Revision as of 06:00, 30 September 2024

F3H-GGGS-FLS

Single-copy linkers (GGGS) are used to connect F3H and FLS

Description

Flavanone 3-hydroxylase (F3H，EC 1.14.11.9) is an enzyme that catalyzes the chemical reaction:a flavanone + 2-oxoglutarate + O2 ⇌ a dihydroflavonol + succinate + CO2. The 3 substrates of this enzyme are flavanone, 2-oxoglutarate, and O2, whereas its 3 products are dihydroflavonol, succinate, and CO2. This enzyme belongs to the family of oxidoreductases, specifically those acting on paired donors, with O2 as oxidant and incorporation or reduction of oxygen. The oxygen incorporated need not be derived from O2 with 2-oxoglutarate as one donor, and incorporation of one atom o oxygen into each donor(Forkmann et al., 1980).
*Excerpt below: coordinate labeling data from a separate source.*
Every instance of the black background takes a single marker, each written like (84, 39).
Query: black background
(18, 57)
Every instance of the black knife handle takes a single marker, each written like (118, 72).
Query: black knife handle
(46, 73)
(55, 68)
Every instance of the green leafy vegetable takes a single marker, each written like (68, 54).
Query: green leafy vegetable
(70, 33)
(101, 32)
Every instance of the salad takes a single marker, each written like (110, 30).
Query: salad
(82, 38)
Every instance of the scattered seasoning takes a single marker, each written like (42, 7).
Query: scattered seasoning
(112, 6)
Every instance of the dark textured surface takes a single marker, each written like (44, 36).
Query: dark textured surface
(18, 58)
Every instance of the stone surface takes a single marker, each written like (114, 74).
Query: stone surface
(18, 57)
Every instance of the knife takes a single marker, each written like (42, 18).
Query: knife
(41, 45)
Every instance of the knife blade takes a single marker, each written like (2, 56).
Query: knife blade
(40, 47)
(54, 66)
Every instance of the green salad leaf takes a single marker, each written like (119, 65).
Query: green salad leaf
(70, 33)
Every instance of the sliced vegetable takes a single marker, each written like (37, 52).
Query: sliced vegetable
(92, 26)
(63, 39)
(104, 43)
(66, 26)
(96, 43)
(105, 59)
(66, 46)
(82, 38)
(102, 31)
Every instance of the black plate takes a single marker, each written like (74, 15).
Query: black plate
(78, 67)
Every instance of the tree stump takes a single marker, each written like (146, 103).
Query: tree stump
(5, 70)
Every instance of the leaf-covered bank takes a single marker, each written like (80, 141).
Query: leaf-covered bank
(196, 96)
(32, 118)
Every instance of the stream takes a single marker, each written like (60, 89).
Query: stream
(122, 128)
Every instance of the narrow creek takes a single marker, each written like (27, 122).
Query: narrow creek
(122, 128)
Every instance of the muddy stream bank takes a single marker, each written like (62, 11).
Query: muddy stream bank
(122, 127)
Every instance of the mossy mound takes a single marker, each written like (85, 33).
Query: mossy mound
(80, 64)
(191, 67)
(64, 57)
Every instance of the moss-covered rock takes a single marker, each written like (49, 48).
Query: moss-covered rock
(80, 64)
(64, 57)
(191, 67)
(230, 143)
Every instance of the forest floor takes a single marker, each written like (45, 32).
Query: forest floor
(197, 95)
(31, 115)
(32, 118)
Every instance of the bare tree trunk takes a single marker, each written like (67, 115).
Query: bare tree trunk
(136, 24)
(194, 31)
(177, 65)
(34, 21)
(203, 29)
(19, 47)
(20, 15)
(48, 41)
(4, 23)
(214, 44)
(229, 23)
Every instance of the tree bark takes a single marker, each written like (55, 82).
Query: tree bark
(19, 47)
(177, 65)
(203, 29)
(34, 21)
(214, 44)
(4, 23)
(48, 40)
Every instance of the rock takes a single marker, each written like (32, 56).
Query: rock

Flavonol synthase (FLS, EC 1.14.11.23) is an enzyme that catalyzes the following chemical reaction:dihydroflavonol + 2-oxoglutarate + O2 ⇌ a flavonol + succinate + CO2 + H2O.The 3 substrates of this enzyme are dihydroflavonol, 2-oxoglutarate, and O2, whereas its 4 products are flavonol, succinate, CO2, and H2O. This enzyme belongs to the family of oxidoreductases, specifically those acting on paired donors, with O2 as oxidant and incorporation or reduction of oxygen. The oxygen incorporated need not be derived from O2 with 2-oxoglutarate as one donor, and incorporation of one atom of oxygen into each donor.

Kaempferol is a naturally occurring flavonoid found in many plant-based foods and traditional medicinal plants. It is well-known for its potential health benefits, including antioxidant, anti-inflammatory, and antianxiety properties. Kaempferol exerts its antianxiety effects by reducing oxidative stress, inhibiting pro-inflammatory cytokines, and regulating pathways such as AKT/β-catenin signaling(Ekici et al., 2023). Despite its promising anti-anxiety effects, industrial production of kaempferol faces several challenges. Traditional extraction from plants results in low yields and time-consuming processes. To overcome these limitations, combinatorial metabolic engineering has been explored as an alternative. Recent studies have demonstrated successful reconstruction of the kaempferol biosynthesis pathway in microbial systems like Escherichia coli and Saccharomyces cerevisiae, achieving maximum yields of 58.9 mg/L (Duan et al., 2017)and 66.29 mg/L, respectively (Malla et al., 2013). Enhancing metabolite yield through metabolic engineering necessitates the reconstruction of optimal biosynthetic pathways in E. coli, as factors such as gene origin, gene dosage, enzyme expression levels, enzyme activity, and unique enzyme characteristics all influence metabolic flux and output. Consequently, selecting suitable F3H and FLS genes, alongside constructing an efficient synthesis pathway, are critical steps in boosting kaempferol production. Moreover, optimizing fermentation conditions for the engineered strains is also a crucial aspect of this process.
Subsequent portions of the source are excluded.